## Preamble

### Project Template

In [None]:
%load_ext autoreload

In [None]:
import os as _os

_os.chdir(_os.environ["PROJECT_ROOT"])
_os.path.realpath(_os.path.curdir)

### Imports

In [None]:
import os
import subprocess
import sys
import time
from datetime import datetime
from glob import glob
from itertools import chain, product
from tempfile import mkstemp

import matplotlib as mpl
import matplotlib.pyplot as plt
import numpy as np
import pandas as pd
import scipy as sp
from scipy.spatial.distance import pdist, squareform
import seaborn as sns
import sfacts as sf
import statsmodels.api as sm
import statsmodels.formula.api as smf
import xarray as xr
from mpl_toolkits.axes_grid1 import make_axes_locatable
import mpltern

from statsmodels.stats.multitest import fdrcorrection
from tqdm import tqdm

import lib.plot
from lib.dissimilarity import load_dmat_as_pickle
from lib.pandas_util import align_indexes, aligned_index, idxwhere, invert_mapping

In [None]:
import lib.thisproject.data

### Set Style

In [None]:
sns.set_context("talk")
plt.rcParams["figure.dpi"] = 100

In [None]:
genome_type_palette = {"SPGC": "tab:green", "MAG": "tab:orange", "Isolate": "tab:blue", "Ref": "black"}

## Data Setup

### Metadata

In [None]:
species_list = (
    pd.read_table("meta/species_group.tsv")[
        lambda x: x.species_group_id == "hmp2"
    ]
    .species_id.astype(str)
    .unique()
)

In [None]:
def parse_taxonomy_string(taxonomy_string):
    values = taxonomy_string.split(";")
    return pd.Series(values, index=["d__", "p__", "c__", "o__", "f__", "g__", "s__"])

In [None]:
species_taxonomy_inpath = "ref/uhgg_genomes_all_v2.tsv"

species_taxonomy = (
    pd.read_table(species_taxonomy_inpath)[lambda x: x.Genome == x.Species_rep]
    .assign(species_id=lambda x: "1" + x.MGnify_accession.str.split("-").str[2])
    .set_index("species_id")
    .Lineage.apply(parse_taxonomy_string)
)
species_taxonomy

In [None]:
phylum_order0 = sorted(species_taxonomy.p__.unique())

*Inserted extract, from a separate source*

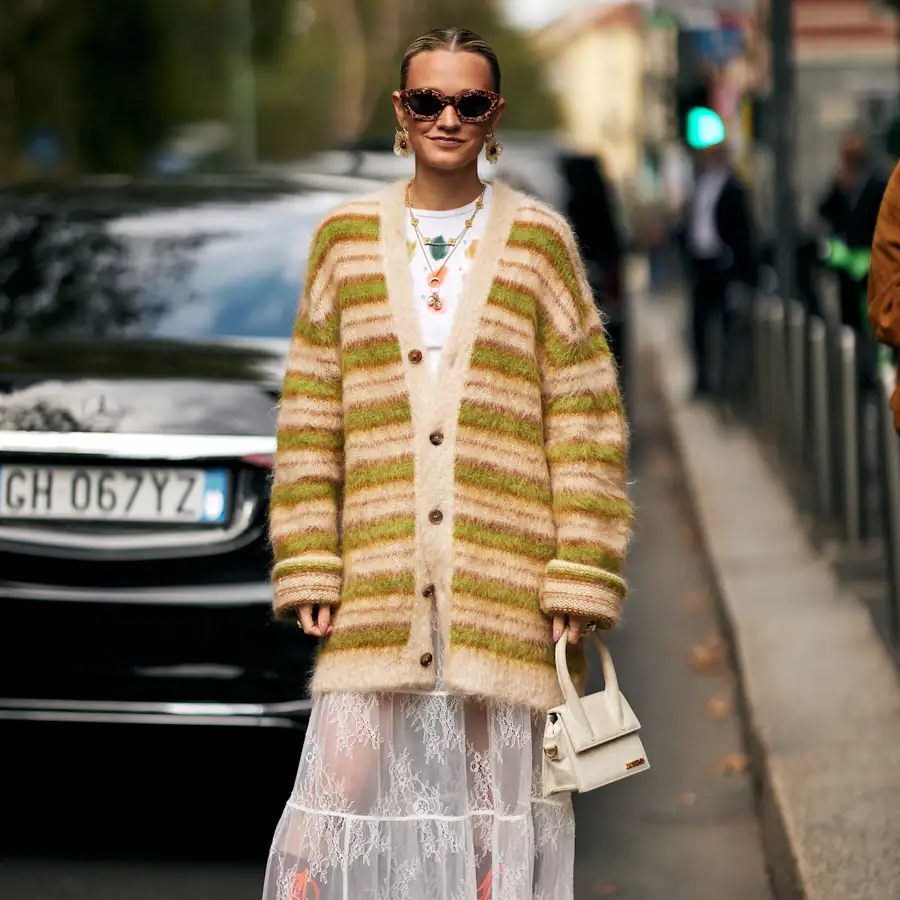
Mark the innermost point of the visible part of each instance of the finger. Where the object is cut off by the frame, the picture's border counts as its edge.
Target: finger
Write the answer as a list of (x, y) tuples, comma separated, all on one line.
[(559, 626), (306, 621)]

phylum_palette0 = lib.plot.construct_ordered_palette(
    phylum_order0,
    cm="rainbow", desaturate_levels=[1.0, 0.5],
)

for p__ in phylum_order0:
    plt.scatter([], [], color=phylum_palette0[p__], label=p__)
plt.legend(ncols=4)
lib.plot.hide_axes_and_spines()

# assert len(set(phylum_palette.values())) == len((phylum_palette.values()))

### Strain Statistics

In [None]:
def classify_genome(x):
    if (x.genome_type == "Isolate") & x.passes_filter:
        return "isolate"
    elif (x.genome_type == "Isolate") & ~x.passes_filter:
        return "isolate_fails_qc"
    elif (x.genome_type == "MAG") & x.passes_filter:
        return "mag"
    elif (x.genome_type == "MAG") & ~x.passes_filter:
        return "mag_fails_qc"
    elif (x.genome_type == "SPGC") & x.passes_filter:
        return "spgc"
    elif (x.genome_type == "SPGC") & x.passes_geno_positions & x.passes_in_sample_list:
        return "sfacts_only"
    elif (x.genome_type == "SPGC") & ~(
        x.passes_geno_positions & x.passes_in_sample_list
    ):
        return "sfacts_fails_qc"
    else:
        raise ValueError("Genome did not match classification criteria:", x)

In [None]:
filt_stats = []
missing_species = []

_species_list = species_list
# _species_list = ["100003"]

for species in tqdm(_species_list):
    inpath = f"data/group/hmp2/species/sp-{species}/r.proc.gtpro.sfacts-fit.gene99_v15-v22-agg75.spgc-fit.strain_meta_spgc_and_ref.tsv"
    if not os.path.exists(inpath):
        missing_species.append(species)
        continue
    data = pd.read_table(inpath).assign(species=species, inpath=inpath)
    filt_stats.append(data)
filt_stats = pd.concat(filt_stats).assign(
    genome_class=lambda x: x.apply(classify_genome, axis=1)
)

print(
    len(missing_species),
    "out of",
    len(_species_list),
    "species are missing stats.",
)

In [None]:
# Define different subsets of the species:

# All species:
# species_list

# All species with enough positions
species_list0 = filt_stats[lambda x: x.passes_geno_positions].species.unique()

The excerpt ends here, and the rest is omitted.